La casa parecía un desierto, no había casi nadie despierto más que yo, y después de lo de anoche mi sueño era casi nulo, para poder despejar mi mente decidí salir a correr y hacer un poco de ejercicio, tome mi teléfono, mis audífonos y salí.
Corrí 10 km y eso no era suficiente para sacarlo de mi mente, cerraba los ojos y lo único que veía era a él, corrí de vuelta a casa para ver si con un poco más lograba sacarlo, pero no, esta vez el alcohol no me dio amnesia, y justo cuando debía olvidar no lo hice, que jugadas de la vida tan extrañas.
Llegue nuevamente a casa y antes de entrar me quite los tenis para evitar hacer ruido y despertar a la población, y en ese instante recibí una llamada.
*Llamada*
—Bueno.—Conteste con el hilo de voz que tenia por lo cansada que estaba.
—B, estamos desayunando en mi casa, como no estabas en tu casa supuse que saliste a correr.—La voz ronca de Kev sonó al otro lado del teléfono.—Corre te esperamos.
Colgó antes de que pudiera decirle algo, tome un respiro largo para después encaminarme a casa de Kev.
Toque la puerta de la casa y Katia me recibió con los brazos abiertos y una sonrisa enorme.
—Tenia razón tu tío, saliste a correr ¿verdad?
—En esta casa me conocen mejor que yo misma.—Dije y le regrese el abrazo.
—Entra vamos a comer
Al entrar toda la familia esta ahí, mi padre, mi hermano con su novia, Jonathan, Kevin, también estaba Nadia la novia de Mai y su hermano Taylor, la mayoría de ellos me dio un abrazo y beso al verme, Taylor se acerco y me dio un beso en la mejilla, por su parte nadie me evito, eso no me molesto pero me incomodaba.
Durante el desayuno, hubo pláticas sobre la fiesta de ayer, y de cada cosa vergonzosa que cada uno de nosotros hizo en la fiesta y de esa manera descubrí que mi padre se fue a jugar póker con algunos de sus amigos, Maison y Nadia desaparecieron temprano, Kevin y Katia decidieron tomar hasta olvidar todo e ir al mirador a observar las estrellas, Jonathan consiguió una de sus citas de una noche con quien desapareció, mi hermano y su novia decidieron en algún punto olvidar la fiesta e ir a la alberca.
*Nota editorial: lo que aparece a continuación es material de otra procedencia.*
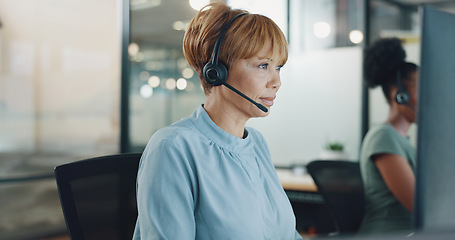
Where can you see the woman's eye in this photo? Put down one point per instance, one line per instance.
(264, 66)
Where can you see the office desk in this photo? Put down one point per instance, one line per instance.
(290, 181)
(309, 207)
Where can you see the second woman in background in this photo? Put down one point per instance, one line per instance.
(388, 159)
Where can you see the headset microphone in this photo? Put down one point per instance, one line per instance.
(215, 73)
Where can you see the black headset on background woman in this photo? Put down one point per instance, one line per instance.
(216, 73)
(402, 95)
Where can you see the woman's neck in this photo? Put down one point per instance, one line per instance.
(225, 117)
(398, 121)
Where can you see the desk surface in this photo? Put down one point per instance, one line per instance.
(291, 181)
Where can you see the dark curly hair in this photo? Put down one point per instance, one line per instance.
(381, 62)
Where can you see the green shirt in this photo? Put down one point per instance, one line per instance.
(383, 212)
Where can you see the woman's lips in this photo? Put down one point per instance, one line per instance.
(267, 100)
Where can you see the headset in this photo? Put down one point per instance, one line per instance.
(216, 73)
(402, 96)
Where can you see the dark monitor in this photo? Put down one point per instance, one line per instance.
(435, 191)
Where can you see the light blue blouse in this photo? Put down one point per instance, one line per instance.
(196, 181)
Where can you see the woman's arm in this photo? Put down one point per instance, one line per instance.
(399, 177)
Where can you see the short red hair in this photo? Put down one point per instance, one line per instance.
(244, 39)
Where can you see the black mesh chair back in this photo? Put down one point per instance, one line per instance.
(340, 184)
(98, 196)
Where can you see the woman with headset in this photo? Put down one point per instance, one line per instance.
(208, 176)
(387, 158)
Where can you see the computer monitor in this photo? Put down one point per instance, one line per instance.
(435, 191)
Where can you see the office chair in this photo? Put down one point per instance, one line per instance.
(340, 184)
(98, 196)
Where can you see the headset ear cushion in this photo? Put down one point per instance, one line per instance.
(402, 97)
(215, 74)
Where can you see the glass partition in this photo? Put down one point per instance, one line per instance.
(59, 102)
(163, 87)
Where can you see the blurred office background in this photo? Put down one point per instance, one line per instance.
(67, 94)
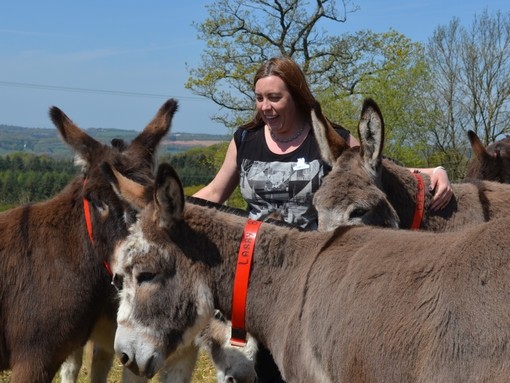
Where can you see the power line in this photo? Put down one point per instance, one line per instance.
(95, 91)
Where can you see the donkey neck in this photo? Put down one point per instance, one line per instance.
(400, 187)
(282, 259)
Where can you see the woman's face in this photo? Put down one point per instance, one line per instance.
(275, 104)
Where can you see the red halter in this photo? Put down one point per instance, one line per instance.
(88, 222)
(420, 203)
(242, 277)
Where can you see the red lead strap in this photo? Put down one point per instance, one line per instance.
(241, 279)
(88, 222)
(420, 203)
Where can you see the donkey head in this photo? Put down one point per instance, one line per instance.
(351, 194)
(164, 301)
(111, 215)
(491, 163)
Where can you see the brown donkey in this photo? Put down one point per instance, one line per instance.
(359, 304)
(54, 283)
(364, 188)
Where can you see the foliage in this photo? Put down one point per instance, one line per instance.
(341, 69)
(241, 34)
(27, 178)
(471, 85)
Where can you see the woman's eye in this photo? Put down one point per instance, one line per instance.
(145, 277)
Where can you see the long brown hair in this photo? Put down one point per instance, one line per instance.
(294, 79)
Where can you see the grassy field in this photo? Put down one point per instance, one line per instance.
(204, 373)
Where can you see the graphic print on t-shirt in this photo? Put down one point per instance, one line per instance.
(283, 187)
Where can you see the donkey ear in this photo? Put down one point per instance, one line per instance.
(168, 196)
(371, 133)
(331, 144)
(83, 144)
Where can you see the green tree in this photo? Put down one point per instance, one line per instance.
(240, 34)
(341, 69)
(471, 85)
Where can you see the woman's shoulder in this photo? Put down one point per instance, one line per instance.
(243, 134)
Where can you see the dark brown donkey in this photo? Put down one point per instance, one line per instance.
(359, 304)
(364, 188)
(53, 281)
(491, 163)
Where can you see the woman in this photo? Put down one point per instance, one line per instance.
(274, 158)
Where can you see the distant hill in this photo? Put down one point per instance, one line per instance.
(48, 141)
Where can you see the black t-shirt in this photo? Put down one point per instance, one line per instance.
(280, 183)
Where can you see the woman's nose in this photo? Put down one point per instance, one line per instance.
(265, 105)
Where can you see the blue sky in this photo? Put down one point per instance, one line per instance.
(111, 64)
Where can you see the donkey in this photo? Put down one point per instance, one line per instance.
(491, 163)
(407, 306)
(54, 254)
(365, 188)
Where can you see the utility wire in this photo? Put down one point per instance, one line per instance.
(89, 90)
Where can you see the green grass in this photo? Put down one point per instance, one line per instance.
(204, 373)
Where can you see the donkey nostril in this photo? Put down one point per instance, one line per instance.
(124, 358)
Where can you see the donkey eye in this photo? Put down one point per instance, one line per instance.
(117, 281)
(358, 213)
(145, 277)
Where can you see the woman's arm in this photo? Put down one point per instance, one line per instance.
(225, 181)
(439, 185)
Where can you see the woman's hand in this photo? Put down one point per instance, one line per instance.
(441, 188)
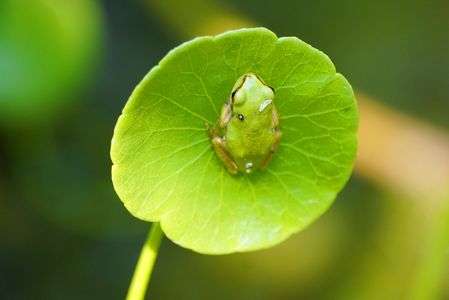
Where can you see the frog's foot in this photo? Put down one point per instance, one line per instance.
(223, 154)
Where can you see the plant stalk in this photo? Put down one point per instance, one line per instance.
(145, 264)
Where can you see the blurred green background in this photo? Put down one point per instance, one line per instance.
(66, 71)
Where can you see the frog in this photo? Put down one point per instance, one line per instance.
(247, 134)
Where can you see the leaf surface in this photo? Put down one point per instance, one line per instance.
(164, 167)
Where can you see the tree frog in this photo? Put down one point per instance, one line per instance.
(247, 134)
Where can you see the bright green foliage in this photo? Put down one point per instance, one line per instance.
(166, 170)
(47, 51)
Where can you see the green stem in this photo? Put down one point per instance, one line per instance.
(145, 264)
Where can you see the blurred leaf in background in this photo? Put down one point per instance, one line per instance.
(48, 50)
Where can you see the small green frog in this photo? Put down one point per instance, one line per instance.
(247, 134)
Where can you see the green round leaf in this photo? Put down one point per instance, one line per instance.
(166, 170)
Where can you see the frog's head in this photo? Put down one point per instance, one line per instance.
(250, 92)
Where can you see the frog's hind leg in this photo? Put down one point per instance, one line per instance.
(224, 155)
(273, 149)
(276, 141)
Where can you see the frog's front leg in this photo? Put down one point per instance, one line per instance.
(223, 154)
(226, 114)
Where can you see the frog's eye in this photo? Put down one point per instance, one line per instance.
(233, 94)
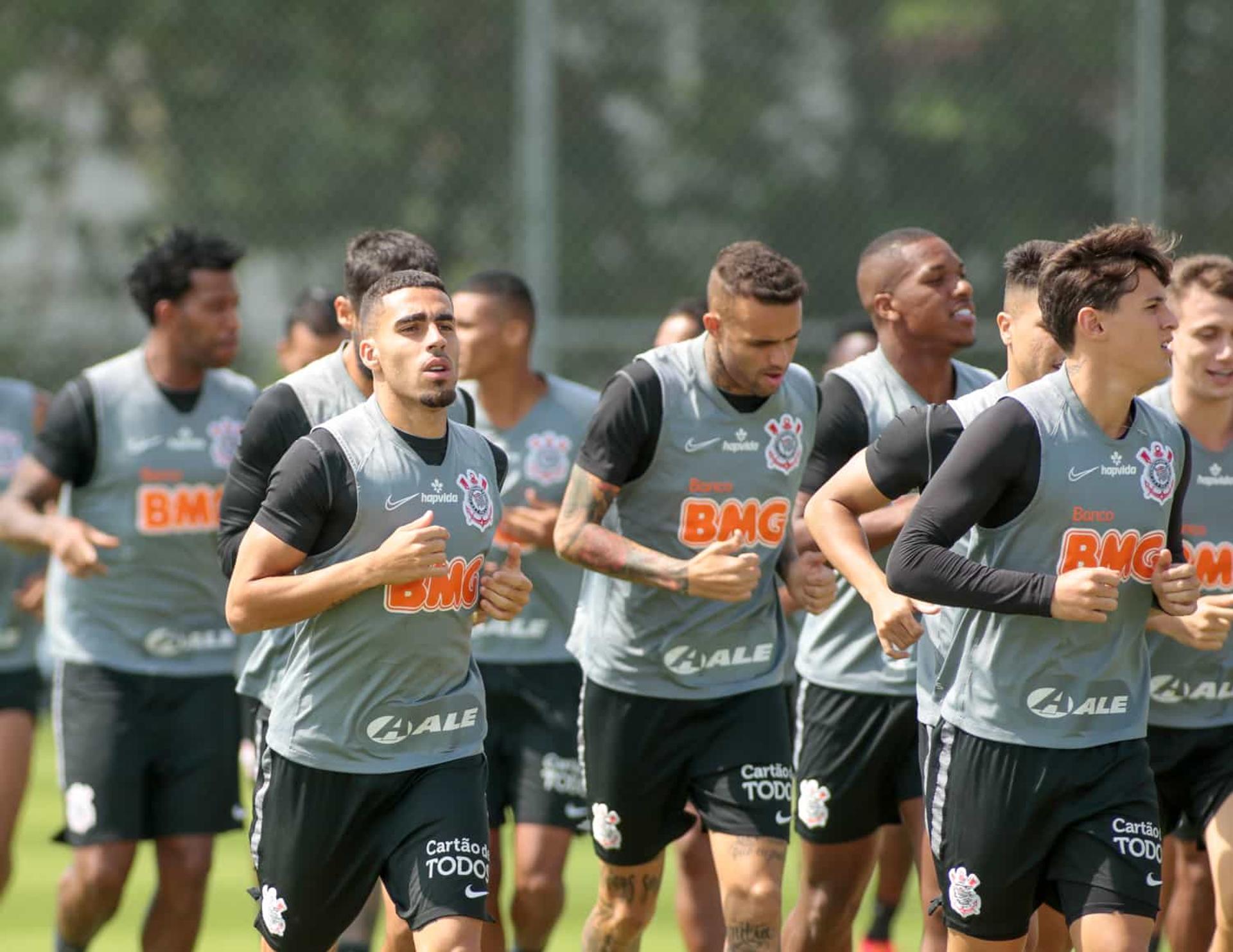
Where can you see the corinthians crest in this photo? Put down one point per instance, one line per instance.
(785, 449)
(1158, 476)
(478, 507)
(548, 458)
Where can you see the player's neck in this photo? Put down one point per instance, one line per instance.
(167, 369)
(927, 370)
(1104, 394)
(352, 361)
(411, 416)
(509, 392)
(1209, 421)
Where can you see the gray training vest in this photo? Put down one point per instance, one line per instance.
(1099, 502)
(19, 630)
(715, 470)
(157, 483)
(324, 390)
(839, 648)
(1195, 688)
(541, 448)
(384, 682)
(934, 668)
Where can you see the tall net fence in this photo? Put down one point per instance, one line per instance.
(607, 150)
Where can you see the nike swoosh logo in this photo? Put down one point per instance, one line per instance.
(137, 447)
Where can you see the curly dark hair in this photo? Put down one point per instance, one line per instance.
(753, 269)
(1096, 270)
(163, 273)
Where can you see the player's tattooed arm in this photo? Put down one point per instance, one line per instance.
(581, 539)
(28, 522)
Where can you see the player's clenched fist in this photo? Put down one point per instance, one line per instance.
(1175, 586)
(1085, 594)
(505, 593)
(416, 550)
(721, 574)
(812, 582)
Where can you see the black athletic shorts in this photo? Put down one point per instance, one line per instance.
(645, 757)
(322, 839)
(856, 763)
(1194, 771)
(20, 689)
(144, 756)
(533, 744)
(1013, 827)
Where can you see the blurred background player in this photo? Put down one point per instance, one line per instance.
(371, 542)
(694, 454)
(1191, 716)
(22, 408)
(143, 702)
(856, 708)
(283, 413)
(312, 329)
(530, 681)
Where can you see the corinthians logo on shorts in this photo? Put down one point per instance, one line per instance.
(477, 502)
(1158, 476)
(785, 449)
(548, 458)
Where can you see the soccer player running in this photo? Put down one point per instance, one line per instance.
(143, 700)
(283, 413)
(22, 410)
(371, 542)
(681, 502)
(1190, 722)
(902, 462)
(856, 712)
(532, 682)
(1038, 784)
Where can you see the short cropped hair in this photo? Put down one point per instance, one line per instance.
(162, 274)
(371, 255)
(753, 269)
(1096, 270)
(392, 282)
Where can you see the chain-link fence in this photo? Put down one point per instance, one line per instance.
(607, 150)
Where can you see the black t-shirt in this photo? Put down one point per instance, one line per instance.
(68, 444)
(625, 428)
(990, 483)
(311, 502)
(274, 423)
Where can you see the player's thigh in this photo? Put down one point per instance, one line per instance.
(635, 755)
(439, 866)
(105, 741)
(195, 775)
(856, 761)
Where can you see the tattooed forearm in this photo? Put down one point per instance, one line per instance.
(581, 539)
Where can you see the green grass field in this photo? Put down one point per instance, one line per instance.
(28, 909)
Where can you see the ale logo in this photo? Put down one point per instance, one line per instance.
(164, 508)
(706, 521)
(458, 590)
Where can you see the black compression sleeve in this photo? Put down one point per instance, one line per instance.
(911, 449)
(843, 432)
(68, 443)
(311, 503)
(625, 427)
(979, 483)
(275, 422)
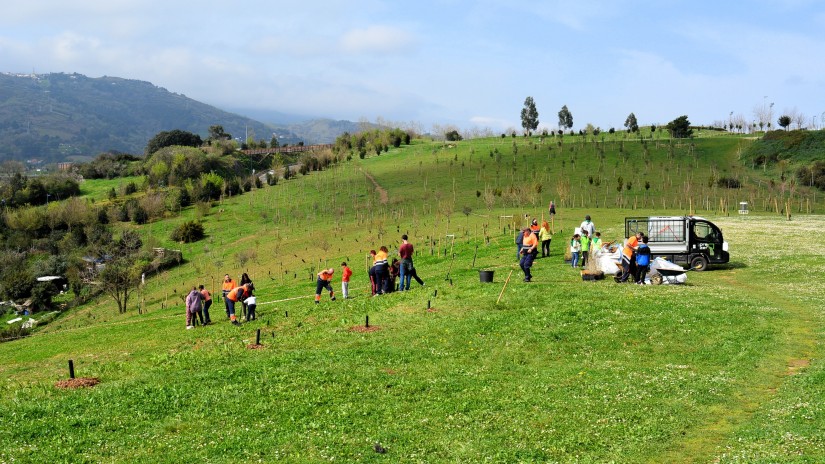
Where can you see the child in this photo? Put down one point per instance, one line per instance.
(642, 261)
(250, 307)
(324, 279)
(575, 248)
(346, 273)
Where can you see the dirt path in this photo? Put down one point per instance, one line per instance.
(382, 192)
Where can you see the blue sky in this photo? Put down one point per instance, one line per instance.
(463, 63)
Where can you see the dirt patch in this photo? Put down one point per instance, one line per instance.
(797, 365)
(382, 192)
(364, 329)
(80, 382)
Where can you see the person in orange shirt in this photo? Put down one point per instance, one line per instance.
(228, 285)
(628, 255)
(324, 279)
(529, 251)
(235, 295)
(346, 273)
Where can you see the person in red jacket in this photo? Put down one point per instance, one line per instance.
(346, 273)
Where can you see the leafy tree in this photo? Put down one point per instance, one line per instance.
(173, 137)
(631, 124)
(188, 232)
(565, 118)
(680, 128)
(216, 132)
(453, 136)
(529, 116)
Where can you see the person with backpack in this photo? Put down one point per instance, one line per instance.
(207, 302)
(346, 273)
(193, 305)
(545, 236)
(235, 295)
(324, 282)
(642, 261)
(226, 287)
(529, 250)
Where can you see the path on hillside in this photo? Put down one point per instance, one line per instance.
(382, 192)
(705, 441)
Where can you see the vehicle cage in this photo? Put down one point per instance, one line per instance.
(658, 230)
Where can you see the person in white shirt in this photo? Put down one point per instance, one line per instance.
(588, 225)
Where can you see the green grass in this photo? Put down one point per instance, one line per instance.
(560, 371)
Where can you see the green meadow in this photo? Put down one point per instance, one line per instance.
(727, 368)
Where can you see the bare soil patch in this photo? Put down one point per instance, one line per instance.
(80, 382)
(363, 329)
(382, 192)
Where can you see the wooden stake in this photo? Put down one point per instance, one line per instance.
(505, 286)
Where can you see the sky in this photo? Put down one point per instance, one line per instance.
(469, 64)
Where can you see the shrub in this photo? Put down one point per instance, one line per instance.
(728, 182)
(188, 232)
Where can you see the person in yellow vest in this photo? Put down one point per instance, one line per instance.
(324, 282)
(226, 287)
(235, 295)
(545, 236)
(529, 250)
(585, 241)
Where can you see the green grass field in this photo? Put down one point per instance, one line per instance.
(724, 369)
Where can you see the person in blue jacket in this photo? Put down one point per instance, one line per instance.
(642, 261)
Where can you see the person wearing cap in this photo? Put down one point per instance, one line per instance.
(545, 236)
(346, 273)
(324, 279)
(588, 225)
(529, 251)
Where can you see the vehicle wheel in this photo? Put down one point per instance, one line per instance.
(699, 263)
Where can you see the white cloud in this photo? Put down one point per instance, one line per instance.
(376, 39)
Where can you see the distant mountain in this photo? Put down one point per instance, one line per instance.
(311, 131)
(54, 116)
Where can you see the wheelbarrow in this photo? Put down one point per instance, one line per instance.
(666, 275)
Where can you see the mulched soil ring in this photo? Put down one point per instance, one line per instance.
(362, 329)
(80, 382)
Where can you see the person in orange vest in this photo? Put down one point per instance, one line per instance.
(628, 257)
(235, 295)
(228, 285)
(346, 273)
(324, 279)
(529, 251)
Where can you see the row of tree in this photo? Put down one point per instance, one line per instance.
(679, 127)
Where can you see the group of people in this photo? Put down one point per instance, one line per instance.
(199, 300)
(383, 275)
(635, 259)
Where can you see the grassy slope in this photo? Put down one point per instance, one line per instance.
(561, 370)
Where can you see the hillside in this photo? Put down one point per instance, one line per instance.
(727, 368)
(53, 116)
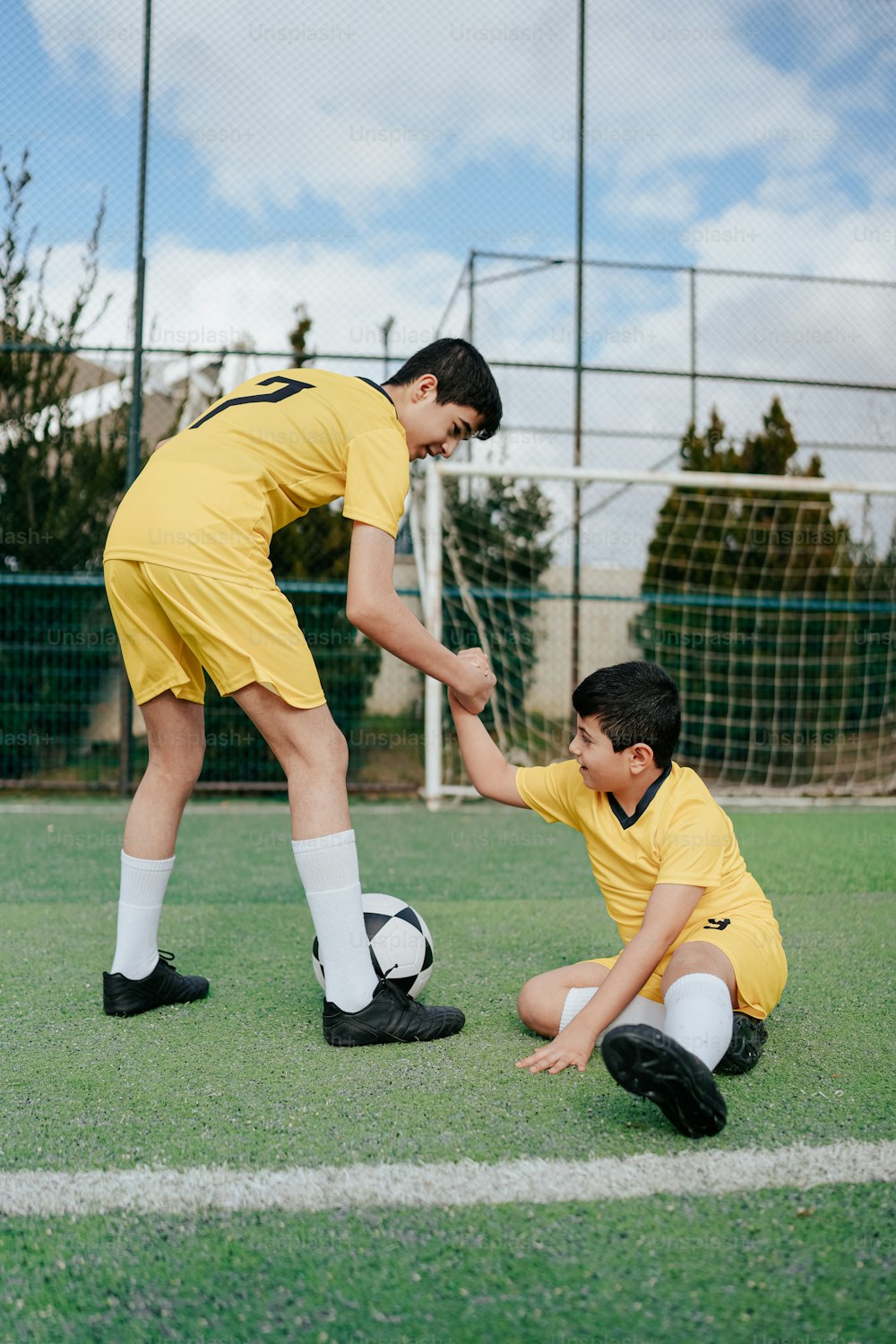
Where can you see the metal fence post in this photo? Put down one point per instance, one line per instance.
(125, 701)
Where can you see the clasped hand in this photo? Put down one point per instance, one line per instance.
(479, 691)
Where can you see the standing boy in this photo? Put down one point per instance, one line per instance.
(702, 962)
(191, 586)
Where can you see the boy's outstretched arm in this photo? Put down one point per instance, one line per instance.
(375, 609)
(492, 776)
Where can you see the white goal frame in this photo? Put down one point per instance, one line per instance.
(435, 792)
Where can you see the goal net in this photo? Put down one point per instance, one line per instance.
(769, 599)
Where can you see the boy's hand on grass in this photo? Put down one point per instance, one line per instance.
(570, 1048)
(477, 685)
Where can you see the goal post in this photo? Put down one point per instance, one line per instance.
(769, 599)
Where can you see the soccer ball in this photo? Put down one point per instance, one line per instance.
(401, 943)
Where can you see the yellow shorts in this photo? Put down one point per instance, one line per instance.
(754, 948)
(172, 624)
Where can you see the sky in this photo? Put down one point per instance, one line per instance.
(349, 158)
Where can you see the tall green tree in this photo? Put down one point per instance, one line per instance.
(756, 601)
(495, 554)
(59, 481)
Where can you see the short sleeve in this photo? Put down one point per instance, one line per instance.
(378, 478)
(552, 792)
(694, 847)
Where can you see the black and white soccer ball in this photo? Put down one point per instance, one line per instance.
(401, 943)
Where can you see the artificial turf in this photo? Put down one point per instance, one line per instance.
(246, 1080)
(751, 1269)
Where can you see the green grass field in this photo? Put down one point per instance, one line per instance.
(245, 1080)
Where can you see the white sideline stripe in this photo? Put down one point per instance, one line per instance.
(408, 1185)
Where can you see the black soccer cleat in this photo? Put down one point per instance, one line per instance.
(392, 1016)
(123, 997)
(747, 1038)
(648, 1064)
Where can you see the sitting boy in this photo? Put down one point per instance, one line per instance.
(702, 961)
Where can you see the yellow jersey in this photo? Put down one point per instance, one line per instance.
(279, 445)
(677, 833)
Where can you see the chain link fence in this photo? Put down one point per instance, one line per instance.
(324, 168)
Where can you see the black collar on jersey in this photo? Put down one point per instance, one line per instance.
(622, 816)
(371, 383)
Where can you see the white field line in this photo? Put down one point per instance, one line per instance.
(408, 1185)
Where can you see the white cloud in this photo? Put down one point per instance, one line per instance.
(363, 107)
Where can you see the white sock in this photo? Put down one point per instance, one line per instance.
(140, 897)
(700, 1018)
(638, 1011)
(328, 868)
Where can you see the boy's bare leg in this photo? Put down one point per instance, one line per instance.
(175, 733)
(548, 1003)
(700, 959)
(314, 754)
(177, 738)
(314, 758)
(699, 991)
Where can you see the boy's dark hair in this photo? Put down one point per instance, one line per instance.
(633, 702)
(463, 379)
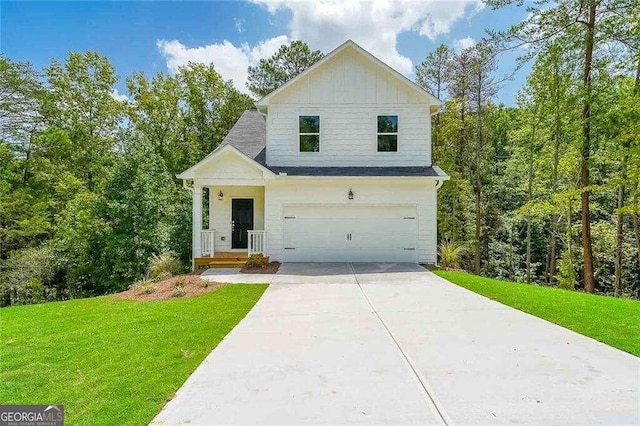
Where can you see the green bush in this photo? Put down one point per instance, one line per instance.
(178, 291)
(449, 252)
(28, 276)
(257, 261)
(163, 266)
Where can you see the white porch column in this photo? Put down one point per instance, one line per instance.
(197, 220)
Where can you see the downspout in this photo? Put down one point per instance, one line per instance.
(190, 189)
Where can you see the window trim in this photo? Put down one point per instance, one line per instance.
(397, 133)
(298, 134)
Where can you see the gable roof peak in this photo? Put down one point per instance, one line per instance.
(435, 103)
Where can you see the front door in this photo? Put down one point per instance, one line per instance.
(241, 221)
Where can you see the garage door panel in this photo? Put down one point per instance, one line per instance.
(377, 234)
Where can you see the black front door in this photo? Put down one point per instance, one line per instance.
(241, 222)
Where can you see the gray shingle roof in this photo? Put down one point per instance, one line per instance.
(359, 171)
(249, 136)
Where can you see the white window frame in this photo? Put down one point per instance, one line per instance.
(396, 134)
(311, 114)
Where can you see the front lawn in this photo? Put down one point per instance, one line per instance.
(610, 320)
(112, 361)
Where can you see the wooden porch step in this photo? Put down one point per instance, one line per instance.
(236, 256)
(226, 263)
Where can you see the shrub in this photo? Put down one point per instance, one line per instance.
(145, 285)
(178, 291)
(163, 266)
(449, 252)
(257, 261)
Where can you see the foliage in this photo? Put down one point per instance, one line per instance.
(29, 276)
(163, 266)
(178, 291)
(289, 61)
(90, 179)
(124, 358)
(607, 319)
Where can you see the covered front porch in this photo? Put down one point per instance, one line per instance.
(228, 224)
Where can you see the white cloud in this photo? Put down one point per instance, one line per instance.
(230, 61)
(239, 24)
(374, 24)
(324, 25)
(119, 96)
(463, 43)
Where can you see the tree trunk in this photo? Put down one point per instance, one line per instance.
(477, 263)
(589, 280)
(617, 282)
(636, 222)
(528, 251)
(553, 243)
(551, 263)
(478, 182)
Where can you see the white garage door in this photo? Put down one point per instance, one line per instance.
(350, 234)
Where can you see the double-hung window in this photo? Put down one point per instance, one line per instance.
(387, 133)
(309, 133)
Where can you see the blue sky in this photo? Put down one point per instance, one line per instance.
(154, 36)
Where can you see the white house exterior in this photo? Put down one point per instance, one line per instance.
(334, 166)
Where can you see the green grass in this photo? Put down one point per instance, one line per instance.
(610, 320)
(112, 361)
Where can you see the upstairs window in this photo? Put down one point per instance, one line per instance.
(309, 133)
(387, 133)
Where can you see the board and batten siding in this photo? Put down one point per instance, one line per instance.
(348, 93)
(420, 193)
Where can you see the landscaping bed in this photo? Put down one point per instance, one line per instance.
(178, 286)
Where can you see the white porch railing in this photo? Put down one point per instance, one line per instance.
(207, 241)
(257, 242)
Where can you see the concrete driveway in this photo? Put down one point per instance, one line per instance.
(394, 343)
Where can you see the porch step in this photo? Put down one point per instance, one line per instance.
(230, 255)
(226, 263)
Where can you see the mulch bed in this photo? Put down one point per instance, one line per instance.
(270, 268)
(193, 286)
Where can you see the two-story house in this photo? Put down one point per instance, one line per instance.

—¿Y tú?—Dije mirando a Taylor.—No te vi en la fiesta.
«Tampoco es como si hubiera puesto mucha atención.»
—Solo estuve un rato.—Me miro y sonrió.—Yo si te vi.—Dijo en un susurro.
—¿Me viste?
—Claro, estabas bailando y luego saliste, desapareciste, te busque pero ya no te volví a ver.—Clavo la mirada en su plato.
—¿Me buscaste?¿Porque?—Pregunté curiosa.
—Es solo que quería saber más de ti, convivir contigo y conocerte.—Dijo y sonrió.
Taylor es 2 años mayor que yo, como de la edad de mi hermano, y realmente tiene una sonrisa muy bonita, no había puesto demasiada atención en él y realmente no sabia mucho de él, por un segundo deje de pensar en aquel hombre misterioso que conocí, así que decidí enfocarme en lo que puedo controlar, en lo que si puedo manejar.
Conocer a Taylor, me enfoque en analizar un segundo a Taylor, y poder descifrar gestos o algo que pudiera hacernos tener un tema de conversación, pero aun así seguía teniendo la imagen de aquel hombre misterioso, quería volver a verlo y saber su nombre.